The billion-dollar investment also reflects the shifting dynamics of the AI venture capital landscape.[9] As the market for large language models becomes increasingly crowded and dominated by a few massive corporations, investors are looking for the next platform shift. World Labs’ valuation, which is reportedly approaching five billion dollars, underscores the high premium placed on startups that can own the infrastructure of the next generation of AI.[9] By securing backing from both Nvidia and AMD, World Labs has effectively positioned itself at the intersection of hardware and software, ensuring its models are optimized for the massive compute requirements of 3D spatial reasoning. Other investors in the round, such as Fidelity Management & Research Company and the Emerson Collective, highlight the diverse interest in a technology that promises to reshape everything from education to urban planning.
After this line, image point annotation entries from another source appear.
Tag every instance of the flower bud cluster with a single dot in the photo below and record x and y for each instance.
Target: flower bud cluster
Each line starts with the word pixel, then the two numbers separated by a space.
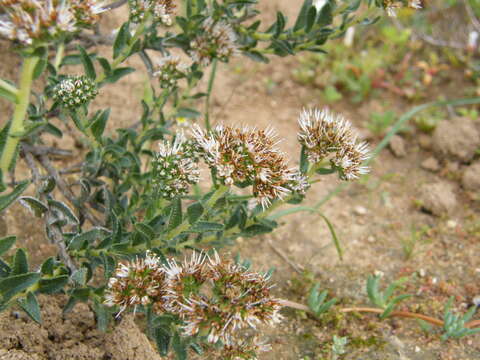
pixel 31 21
pixel 161 10
pixel 74 91
pixel 391 6
pixel 175 168
pixel 139 282
pixel 213 297
pixel 169 70
pixel 245 156
pixel 323 133
pixel 216 40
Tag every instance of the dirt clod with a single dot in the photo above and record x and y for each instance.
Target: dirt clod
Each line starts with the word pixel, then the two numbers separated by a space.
pixel 471 177
pixel 438 198
pixel 457 138
pixel 430 164
pixel 73 336
pixel 397 146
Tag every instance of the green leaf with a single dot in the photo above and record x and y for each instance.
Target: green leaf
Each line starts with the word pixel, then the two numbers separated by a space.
pixel 96 233
pixel 7 93
pixel 102 315
pixel 145 230
pixel 175 214
pixel 121 40
pixel 179 347
pixel 13 285
pixel 98 125
pixel 52 285
pixel 325 17
pixel 87 63
pixel 302 16
pixel 35 206
pixel 80 276
pixel 20 262
pixel 205 226
pixel 304 160
pixel 6 243
pixel 311 17
pixel 256 229
pixel 31 307
pixel 162 339
pixel 195 212
pixel 7 200
pixel 188 113
pixel 62 211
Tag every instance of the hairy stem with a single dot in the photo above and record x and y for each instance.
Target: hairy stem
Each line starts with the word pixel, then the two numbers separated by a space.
pixel 19 114
pixel 404 314
pixel 211 80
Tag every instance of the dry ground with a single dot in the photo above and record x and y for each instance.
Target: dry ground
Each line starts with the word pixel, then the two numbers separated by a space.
pixel 374 219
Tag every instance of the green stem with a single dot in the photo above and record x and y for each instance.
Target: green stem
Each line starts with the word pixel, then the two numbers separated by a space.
pixel 59 56
pixel 16 126
pixel 209 92
pixel 8 87
pixel 221 190
pixel 124 54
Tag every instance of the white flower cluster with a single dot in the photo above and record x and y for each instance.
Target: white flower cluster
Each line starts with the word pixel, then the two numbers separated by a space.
pixel 74 91
pixel 169 70
pixel 175 168
pixel 214 297
pixel 162 10
pixel 30 21
pixel 323 133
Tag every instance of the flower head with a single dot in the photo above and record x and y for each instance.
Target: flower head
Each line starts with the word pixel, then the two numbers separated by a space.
pixel 327 135
pixel 169 69
pixel 31 21
pixel 175 168
pixel 161 10
pixel 246 156
pixel 139 282
pixel 74 91
pixel 216 40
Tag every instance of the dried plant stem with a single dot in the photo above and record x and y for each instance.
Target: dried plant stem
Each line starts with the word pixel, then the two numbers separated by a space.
pixel 404 314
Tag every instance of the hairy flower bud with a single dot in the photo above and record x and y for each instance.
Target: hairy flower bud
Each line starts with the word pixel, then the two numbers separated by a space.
pixel 161 10
pixel 74 91
pixel 216 40
pixel 175 168
pixel 246 156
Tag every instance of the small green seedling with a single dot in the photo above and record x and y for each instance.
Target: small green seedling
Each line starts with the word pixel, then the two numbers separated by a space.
pixel 454 324
pixel 385 299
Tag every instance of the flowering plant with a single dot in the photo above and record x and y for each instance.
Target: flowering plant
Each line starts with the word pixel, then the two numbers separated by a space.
pixel 140 200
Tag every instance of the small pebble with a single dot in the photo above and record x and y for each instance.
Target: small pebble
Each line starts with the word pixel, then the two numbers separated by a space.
pixel 360 210
pixel 452 224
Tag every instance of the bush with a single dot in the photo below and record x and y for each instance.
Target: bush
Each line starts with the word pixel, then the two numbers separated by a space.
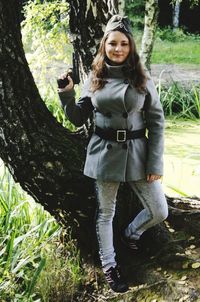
pixel 171 35
pixel 180 101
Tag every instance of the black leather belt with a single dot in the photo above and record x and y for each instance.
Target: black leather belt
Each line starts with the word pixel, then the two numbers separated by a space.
pixel 119 136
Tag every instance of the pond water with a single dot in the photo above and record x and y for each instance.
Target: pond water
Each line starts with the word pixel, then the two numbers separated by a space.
pixel 182 158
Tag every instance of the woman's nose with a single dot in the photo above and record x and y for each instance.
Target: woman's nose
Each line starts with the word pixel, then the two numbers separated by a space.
pixel 118 48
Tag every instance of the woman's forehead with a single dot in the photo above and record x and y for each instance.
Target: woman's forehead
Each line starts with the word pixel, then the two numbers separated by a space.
pixel 117 35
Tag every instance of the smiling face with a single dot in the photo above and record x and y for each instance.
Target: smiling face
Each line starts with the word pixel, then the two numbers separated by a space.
pixel 117 47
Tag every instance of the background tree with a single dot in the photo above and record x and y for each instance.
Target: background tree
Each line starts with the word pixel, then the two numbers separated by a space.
pixel 45 158
pixel 150 23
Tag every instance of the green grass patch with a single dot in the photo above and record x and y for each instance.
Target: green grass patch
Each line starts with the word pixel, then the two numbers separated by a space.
pixel 182 158
pixel 38 260
pixel 181 52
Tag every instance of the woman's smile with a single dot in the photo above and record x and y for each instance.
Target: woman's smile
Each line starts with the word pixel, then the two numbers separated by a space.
pixel 117 47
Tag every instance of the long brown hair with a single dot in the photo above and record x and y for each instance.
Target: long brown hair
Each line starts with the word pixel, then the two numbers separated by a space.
pixel 134 70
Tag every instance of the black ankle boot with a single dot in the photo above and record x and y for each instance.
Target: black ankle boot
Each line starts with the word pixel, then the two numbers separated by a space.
pixel 130 243
pixel 115 280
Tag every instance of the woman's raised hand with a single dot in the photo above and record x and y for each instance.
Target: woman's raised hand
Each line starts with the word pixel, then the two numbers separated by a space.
pixel 69 83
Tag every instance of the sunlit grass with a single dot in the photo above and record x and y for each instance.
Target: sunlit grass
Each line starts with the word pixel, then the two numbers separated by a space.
pixel 183 52
pixel 37 263
pixel 182 158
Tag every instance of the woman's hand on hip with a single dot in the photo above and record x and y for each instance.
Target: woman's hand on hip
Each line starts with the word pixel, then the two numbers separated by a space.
pixel 152 177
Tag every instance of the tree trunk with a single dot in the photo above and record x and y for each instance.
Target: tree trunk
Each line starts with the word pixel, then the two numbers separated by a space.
pixel 176 14
pixel 150 23
pixel 47 159
pixel 87 20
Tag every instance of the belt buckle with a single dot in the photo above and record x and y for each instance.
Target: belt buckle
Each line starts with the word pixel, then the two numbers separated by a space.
pixel 121 136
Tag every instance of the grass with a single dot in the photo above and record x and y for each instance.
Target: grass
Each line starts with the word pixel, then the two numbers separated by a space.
pixel 171 48
pixel 181 52
pixel 36 263
pixel 182 158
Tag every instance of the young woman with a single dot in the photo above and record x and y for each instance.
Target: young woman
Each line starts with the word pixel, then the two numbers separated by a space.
pixel 126 108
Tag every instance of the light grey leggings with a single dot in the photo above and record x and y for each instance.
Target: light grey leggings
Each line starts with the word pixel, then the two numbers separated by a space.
pixel 155 210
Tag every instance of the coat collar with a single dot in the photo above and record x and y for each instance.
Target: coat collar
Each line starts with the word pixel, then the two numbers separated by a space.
pixel 116 71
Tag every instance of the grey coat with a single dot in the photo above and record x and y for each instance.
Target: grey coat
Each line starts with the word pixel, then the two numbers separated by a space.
pixel 118 105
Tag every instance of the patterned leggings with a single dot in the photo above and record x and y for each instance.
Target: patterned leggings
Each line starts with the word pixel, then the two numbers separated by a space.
pixel 155 210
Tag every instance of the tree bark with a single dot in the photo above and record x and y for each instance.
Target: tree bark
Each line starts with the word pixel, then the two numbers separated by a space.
pixel 47 159
pixel 150 23
pixel 87 21
pixel 176 14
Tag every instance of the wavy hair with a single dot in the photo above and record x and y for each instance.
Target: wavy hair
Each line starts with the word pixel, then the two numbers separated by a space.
pixel 134 71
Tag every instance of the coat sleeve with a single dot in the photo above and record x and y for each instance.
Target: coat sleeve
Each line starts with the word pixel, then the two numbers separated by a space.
pixel 79 112
pixel 155 124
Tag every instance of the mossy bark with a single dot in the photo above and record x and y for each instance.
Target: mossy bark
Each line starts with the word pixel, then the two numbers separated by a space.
pixel 47 159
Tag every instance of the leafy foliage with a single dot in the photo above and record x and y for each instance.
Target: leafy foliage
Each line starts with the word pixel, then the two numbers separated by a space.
pixel 180 101
pixel 34 250
pixel 134 9
pixel 45 37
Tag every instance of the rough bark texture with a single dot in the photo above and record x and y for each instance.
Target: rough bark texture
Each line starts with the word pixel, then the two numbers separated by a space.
pixel 47 160
pixel 176 14
pixel 87 21
pixel 150 22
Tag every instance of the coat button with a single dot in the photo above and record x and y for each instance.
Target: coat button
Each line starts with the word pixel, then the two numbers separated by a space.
pixel 125 114
pixel 124 146
pixel 109 114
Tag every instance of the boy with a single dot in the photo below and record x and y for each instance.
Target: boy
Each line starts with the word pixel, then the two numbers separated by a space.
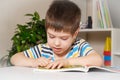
pixel 62 49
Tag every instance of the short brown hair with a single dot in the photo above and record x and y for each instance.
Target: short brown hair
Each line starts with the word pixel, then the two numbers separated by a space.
pixel 63 15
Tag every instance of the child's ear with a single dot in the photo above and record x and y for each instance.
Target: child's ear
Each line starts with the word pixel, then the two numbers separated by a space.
pixel 77 31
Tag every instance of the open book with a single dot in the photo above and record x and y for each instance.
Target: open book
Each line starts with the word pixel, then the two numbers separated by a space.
pixel 79 69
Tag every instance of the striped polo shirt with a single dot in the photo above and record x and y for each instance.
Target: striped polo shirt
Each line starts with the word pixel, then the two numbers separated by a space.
pixel 78 49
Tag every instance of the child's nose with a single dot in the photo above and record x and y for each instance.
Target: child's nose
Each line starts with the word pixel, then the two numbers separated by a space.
pixel 57 42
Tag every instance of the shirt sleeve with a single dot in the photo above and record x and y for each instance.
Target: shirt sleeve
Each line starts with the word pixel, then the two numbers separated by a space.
pixel 33 52
pixel 85 48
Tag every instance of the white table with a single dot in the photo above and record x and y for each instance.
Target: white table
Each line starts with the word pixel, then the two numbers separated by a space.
pixel 24 73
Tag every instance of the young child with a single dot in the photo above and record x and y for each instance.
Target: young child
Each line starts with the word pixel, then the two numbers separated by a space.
pixel 62 49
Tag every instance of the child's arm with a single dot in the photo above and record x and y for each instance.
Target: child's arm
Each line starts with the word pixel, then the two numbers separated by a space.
pixel 93 59
pixel 19 59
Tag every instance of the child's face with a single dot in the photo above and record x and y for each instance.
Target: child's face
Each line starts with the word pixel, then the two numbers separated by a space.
pixel 60 42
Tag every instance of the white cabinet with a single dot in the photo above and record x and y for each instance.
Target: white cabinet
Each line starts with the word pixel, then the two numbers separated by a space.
pixel 97 37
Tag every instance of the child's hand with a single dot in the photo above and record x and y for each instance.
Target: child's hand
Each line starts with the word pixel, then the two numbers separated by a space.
pixel 42 62
pixel 58 64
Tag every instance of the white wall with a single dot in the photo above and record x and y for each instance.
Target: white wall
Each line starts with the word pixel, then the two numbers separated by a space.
pixel 12 12
pixel 114 6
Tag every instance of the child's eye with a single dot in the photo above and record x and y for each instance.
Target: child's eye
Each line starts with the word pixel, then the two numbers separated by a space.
pixel 64 38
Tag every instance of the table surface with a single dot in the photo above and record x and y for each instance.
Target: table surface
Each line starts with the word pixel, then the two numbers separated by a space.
pixel 24 73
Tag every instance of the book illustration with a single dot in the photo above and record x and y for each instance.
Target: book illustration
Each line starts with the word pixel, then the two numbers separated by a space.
pixel 79 69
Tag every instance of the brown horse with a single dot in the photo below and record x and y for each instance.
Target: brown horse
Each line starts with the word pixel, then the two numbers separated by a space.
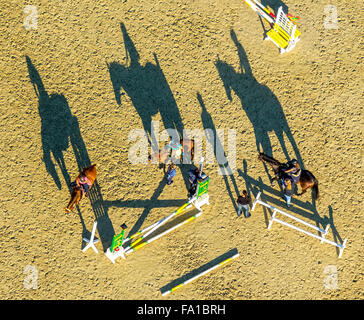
pixel 76 195
pixel 306 181
pixel 162 156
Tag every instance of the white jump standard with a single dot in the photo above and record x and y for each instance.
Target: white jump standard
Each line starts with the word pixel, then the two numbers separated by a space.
pixel 198 200
pixel 200 274
pixel 91 242
pixel 323 232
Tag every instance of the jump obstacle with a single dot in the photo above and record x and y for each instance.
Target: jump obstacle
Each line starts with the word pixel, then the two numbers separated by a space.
pixel 323 232
pixel 200 198
pixel 200 275
pixel 283 32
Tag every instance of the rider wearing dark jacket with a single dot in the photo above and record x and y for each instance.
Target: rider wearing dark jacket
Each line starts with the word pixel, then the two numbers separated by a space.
pixel 293 171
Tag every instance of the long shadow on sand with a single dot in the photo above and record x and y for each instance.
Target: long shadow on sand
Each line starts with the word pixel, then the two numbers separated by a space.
pixel 259 103
pixel 59 130
pixel 304 209
pixel 217 146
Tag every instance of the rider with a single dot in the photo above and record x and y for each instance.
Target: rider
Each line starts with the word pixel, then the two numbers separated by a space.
pixel 292 171
pixel 291 176
pixel 171 172
pixel 83 182
pixel 193 175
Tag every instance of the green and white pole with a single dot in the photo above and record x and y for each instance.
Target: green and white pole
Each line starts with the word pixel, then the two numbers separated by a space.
pixel 200 275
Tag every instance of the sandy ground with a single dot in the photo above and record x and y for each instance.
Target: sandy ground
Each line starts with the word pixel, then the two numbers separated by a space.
pixel 73 89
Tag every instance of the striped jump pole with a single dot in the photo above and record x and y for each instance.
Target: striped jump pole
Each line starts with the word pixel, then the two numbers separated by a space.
pixel 135 248
pixel 200 275
pixel 323 232
pixel 157 225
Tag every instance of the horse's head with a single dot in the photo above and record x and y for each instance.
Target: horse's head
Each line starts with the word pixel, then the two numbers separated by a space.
pixel 75 199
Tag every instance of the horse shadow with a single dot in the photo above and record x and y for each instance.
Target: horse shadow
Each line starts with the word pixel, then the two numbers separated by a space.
pixel 149 91
pixel 261 106
pixel 218 148
pixel 304 209
pixel 59 130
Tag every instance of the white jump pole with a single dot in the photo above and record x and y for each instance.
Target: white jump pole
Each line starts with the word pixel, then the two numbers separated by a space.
pixel 132 249
pixel 91 242
pixel 286 214
pixel 323 232
pixel 200 274
pixel 149 227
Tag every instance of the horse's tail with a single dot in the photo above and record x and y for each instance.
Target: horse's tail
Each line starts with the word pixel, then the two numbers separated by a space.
pixel 270 160
pixel 315 188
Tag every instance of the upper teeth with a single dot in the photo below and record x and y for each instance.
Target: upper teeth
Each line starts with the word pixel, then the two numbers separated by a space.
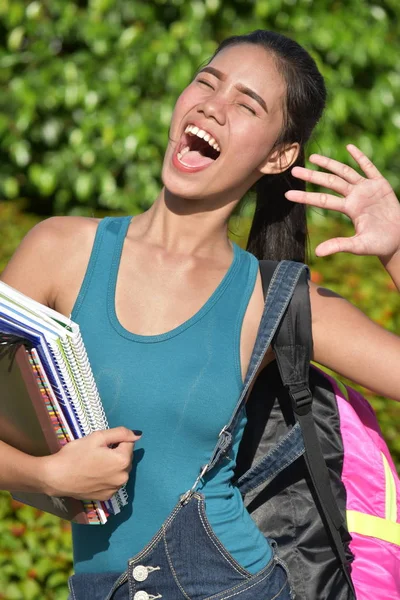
pixel 193 130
Despite the optimism, the road ahead for spatial intelligence is fraught with technical challenges. Creating a model that truly understands the intricacies of the physical world requires vast amounts of data that are far more complex than the text used to train LLMs. While ImageNet provided the labeled data needed for object recognition, there is no equivalent massive, high-fidelity dataset for the dynamic 3D world. World Labs is reportedly developing novel ways to train its models, potentially using synthetic data and video to bridge this gap. The competition is also intensifying, as other well-funded startups and established tech giants like OpenAI and Google have begun exploring their own versions of world models. However, World Labs’ specific focus on 3D persistence and physical reasoning gives it a distinct niche in a market often distracted by broader, less specialized applications.
In summary, the emergence of World Labs as a billion-dollar entity marks the beginning of the era of spatial intelligence. Under the guidance of Fei-Fei Li and her team of visionaries, the company is attempting to move AI out of the digital ether and into the three-dimensional reality we inhabit.[5] By building models that can see, think, and act in space, they are laying the groundwork for a future where the distinction between digital simulation and physical reality becomes increasingly blurred. Whether used to design a skyscraper, direct a film, or train a robot to navigate a busy warehouse, the world models being developed at World Labs represent a fundamental change in how humanity will interact with intelligent machines. As these systems move from research labs to the public through products like Marble, the industry will be watching closely to see if spatial intelligence truly becomes the core building block for the next generation of global innovation.